ICPMs balk at termination rule

By Bryan Borzykowski | May 18, 2007 | Last updated on May 18, 2007
4 min read

For a lot of people, handing an incorrigible boss your walking papers can feel great, especially if you’ve got a better job lined up. But what if your jilted superior had the power to get you canned from your next place of work?

Securities commissions across the country are debating a proposal, which is part of NI 31-103, that would force a former employer to tell their ex-employee’s potential employer why that person left their company.

Section 8.1 of the proposed rule states, “On request, a registered firm must disclose, to another registered firm that is considering whether to employ, retain as agent, or accept as a partner a person, all information in its possession or of which it is aware that is relevant to the person’s conduct or to an assessment of the person’s suitability as a registered individual or that is material to the hiring of the person by the registrant.” In other words, if a new employer wants to find out why their recent hire left their last company, the old employer is mandated to share that information.

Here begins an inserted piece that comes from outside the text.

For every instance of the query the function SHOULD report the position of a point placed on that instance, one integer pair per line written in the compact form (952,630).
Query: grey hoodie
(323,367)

While the securities commissions defend the rule by saying this as one way to stay on top of corruption, others in the financial community are worried it will just lead to institutionalized mud slinging. At the 9th Annual Compliance Readiness Strategies conference for ICPMs, many in attendance expressed concern with this part of the national instrument. “This sounds like an awfully smelly kettle of fish to me,” said one attendee, while another commented that “if an employee quits because there are issues at the firm, I think employees should be given a chance to notify the regulators so they can do their reviews on the firm. Passing the trash goes both ways.”

Charles Dillingham, a portfolio manager and vice-president with Toronto-based Morguard Financial, is worried that the proposed rule will be unfair to the employee. “It seems to me that some of this stuff has to overcome basic human rights legislation,” he says. “If you’re asking for a special thing, somewhere in that equation should come the fairness of the person in the middle.”

As it stands now a potential employer can call references and ask for criminal record checks. David Gilkes, manager of registrant regulation at the OSC, says the new rule will give an employer the “tools necessary to do due diligence.”

“It’s a means of helping the firms get accurate information on their employees,” he says.

Sandy Jakab, the British Columbia Securities Commissions’ acting director of capital markets regulation, told the ICPM conference that the rule is not just for new employees, but also for the regulators to stay on top of any dubious activity.

“Your concern about a person’s behaviour is going to coincide with the regulators concern about that person’s integrity, which is a key component of the suitability for the person’s registration,” she said. “The notion that there should be information shared, we think, supplements the duty that already exists of the hiring firm.”

Dillingham agrees that there “needs to be something along these lines,” but he sees several problems with the process. One concern is that while employers can freely share information, getting that same information to an affected employee isn’t as easy.

“So much of this can be subjective,” he says. “If you’re asking for the rules to be loosened up such that people are being pressured to give information more than in the past, with unknown legal liabilities, if you’re pushing for the rights of the hirer, the hiree should have the same rights.” When companies share information, Dillingham says an employee should have access to the same information at the same time.

If an employee wants to know what’s in his/her file, explains Jakab, he can ask his boss to show him. “You have the right to ask for any information an organization has on you and you have the opportunity to correct that.” She admits that it’s a bit of a complicated process as access to personal information can often straddle the line between employment law and privacy legislation. “What is the employee information and what is the employer information is up for much discussion and debate,” she says.

Another worry of Dillingham’s — and many of the other managers at the ICPM conference — are the legalities surrounding this proposed rule change. If an employer provides information that prevents someone from landing a job, can they be sued?

When coming up with this proposal, the BCSC took a close look at privacy law and determined that this type of information sharing is legal. As an extra safeguard, Jakab says an ex-employer can also use the defense of “qualified privilege” if a defamation claim is made. “This is because the former firm is required by statute to provide the information,” she says. Of course, the information an employer provides has to be true and accurate or an employer can sue for libel.

Jakab isn’t surprised by all the comments regarding this rule change. She’s attended other conferences where the same questions and concerns pop up. NI 31-101 won’t be ratified until mid-2008, so securities commissions across Canada are currently accepting comment on the rule.

“What people are trying to figure out is how to use this tool most effectively. It’s still under development,” she says. Still, Jakab doesn’t think the proposal dramatically alters the hiring process. “This rule change doesn’t affect the dynamic that exists today. It just opens the opportunity for more of these conversations.”

Until the rule becomes clearer, however, people like Dillingham are going to have questions. “Look at the same news written in Dubai and New York and you see a very different story,” he says. “It’s such a treacherous area where there’s so much room for interpretation.”